The Town of Garner said it will join Wake County in the extension of an existing mask mandate for public places,

Knightdale, Morrisville, Rolesville and Zebulon decided to continue the current mask mandate, which requires residents to wear a face-covering while inside businesses or other public spaces.

Other Wake County municipalities, including Apex, Cary, Fuquay-Varina, Holly Springs, and Wake Forest, have decided mask mandates are no longer needed.

1:15 p.m.
The Wake County health department said it's still too soon to lift mask mandates.
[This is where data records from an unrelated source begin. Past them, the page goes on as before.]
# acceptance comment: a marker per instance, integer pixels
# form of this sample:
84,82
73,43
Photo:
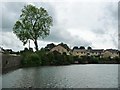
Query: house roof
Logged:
112,50
97,50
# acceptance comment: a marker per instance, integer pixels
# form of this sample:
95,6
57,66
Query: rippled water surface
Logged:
71,76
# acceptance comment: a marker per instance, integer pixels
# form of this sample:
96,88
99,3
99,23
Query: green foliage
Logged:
34,23
65,46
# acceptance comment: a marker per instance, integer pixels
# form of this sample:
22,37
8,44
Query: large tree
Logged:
34,23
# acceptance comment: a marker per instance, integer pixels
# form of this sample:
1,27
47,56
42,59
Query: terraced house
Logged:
111,53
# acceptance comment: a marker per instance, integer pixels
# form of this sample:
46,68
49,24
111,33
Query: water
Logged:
71,76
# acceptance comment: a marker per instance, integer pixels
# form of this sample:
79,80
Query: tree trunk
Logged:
36,45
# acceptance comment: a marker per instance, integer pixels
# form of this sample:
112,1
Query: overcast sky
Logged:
76,23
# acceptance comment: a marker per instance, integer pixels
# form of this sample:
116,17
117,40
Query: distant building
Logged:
111,53
60,49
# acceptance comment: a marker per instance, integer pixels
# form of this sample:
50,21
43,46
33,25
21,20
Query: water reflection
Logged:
72,76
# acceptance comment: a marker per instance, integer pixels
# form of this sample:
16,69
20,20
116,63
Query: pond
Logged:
70,76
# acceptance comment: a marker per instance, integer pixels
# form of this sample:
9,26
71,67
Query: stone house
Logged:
95,52
111,53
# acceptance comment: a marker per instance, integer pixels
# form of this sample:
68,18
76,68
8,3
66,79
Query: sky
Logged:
75,22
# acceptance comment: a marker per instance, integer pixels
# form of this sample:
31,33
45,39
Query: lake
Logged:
70,76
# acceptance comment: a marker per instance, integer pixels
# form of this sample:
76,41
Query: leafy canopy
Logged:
34,23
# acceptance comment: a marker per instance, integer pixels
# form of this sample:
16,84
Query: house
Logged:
111,53
60,49
96,52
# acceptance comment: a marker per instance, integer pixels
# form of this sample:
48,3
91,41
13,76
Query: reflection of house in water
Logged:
96,52
60,49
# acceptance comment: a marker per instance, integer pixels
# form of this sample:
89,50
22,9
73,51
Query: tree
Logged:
50,46
82,47
34,23
65,46
89,48
75,47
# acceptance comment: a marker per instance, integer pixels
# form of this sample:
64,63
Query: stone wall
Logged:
10,62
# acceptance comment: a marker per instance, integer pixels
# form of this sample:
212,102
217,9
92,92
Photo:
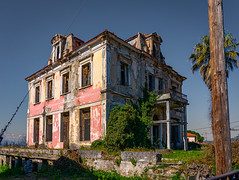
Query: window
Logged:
85,124
124,74
37,93
64,135
86,75
49,89
36,130
65,83
160,84
151,82
49,128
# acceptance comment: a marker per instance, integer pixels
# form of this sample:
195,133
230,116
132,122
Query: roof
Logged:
102,33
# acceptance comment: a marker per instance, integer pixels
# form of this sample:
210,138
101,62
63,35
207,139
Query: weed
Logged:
118,161
133,161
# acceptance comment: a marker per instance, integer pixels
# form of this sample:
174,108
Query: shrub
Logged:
129,125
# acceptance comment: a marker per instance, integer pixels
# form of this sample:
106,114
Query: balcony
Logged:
169,94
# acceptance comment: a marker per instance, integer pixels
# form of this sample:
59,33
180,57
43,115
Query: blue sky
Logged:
27,26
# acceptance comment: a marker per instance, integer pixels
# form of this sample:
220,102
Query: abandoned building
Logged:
70,99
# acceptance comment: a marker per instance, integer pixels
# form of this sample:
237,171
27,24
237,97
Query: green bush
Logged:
129,125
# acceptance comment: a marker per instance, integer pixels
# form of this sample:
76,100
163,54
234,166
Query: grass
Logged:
185,156
6,172
51,172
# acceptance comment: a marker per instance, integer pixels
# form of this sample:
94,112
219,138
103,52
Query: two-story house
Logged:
70,99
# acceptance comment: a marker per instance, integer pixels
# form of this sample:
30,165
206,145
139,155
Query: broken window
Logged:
36,130
49,128
85,124
65,83
151,82
37,94
86,75
64,137
124,74
49,89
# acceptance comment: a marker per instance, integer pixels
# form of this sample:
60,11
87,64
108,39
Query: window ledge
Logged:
65,93
86,87
48,99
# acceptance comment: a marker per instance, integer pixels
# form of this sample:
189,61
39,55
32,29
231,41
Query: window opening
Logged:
124,74
65,129
37,94
85,124
160,84
86,75
49,128
36,130
49,89
65,83
151,82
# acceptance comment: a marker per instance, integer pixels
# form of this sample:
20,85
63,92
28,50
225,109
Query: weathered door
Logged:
65,129
36,131
156,135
However, Fayetteville Mayor Mitch Colvin decided the city's mask mandate would end at the end of October.

Wake County's mask mandate was set to expire Nov. 1, but Wake County Public Health explained its decision to extend the mandate by pointing to the county's level of transmission, which is tracked by the Centers for Disease Control and Prevention.

CDC says Wake County's level of community transmission remains high, and thus the mask mandate should remain until transmission drops to moderate.

The community transmission rate is defined as the percent positivity and total number of new cases per 100,000 residents per day over a 7-day period. Wake County currently has 104 cases per 100,000 people. CDC defines "moderate" transmission as being fewer than 50 per 100,000.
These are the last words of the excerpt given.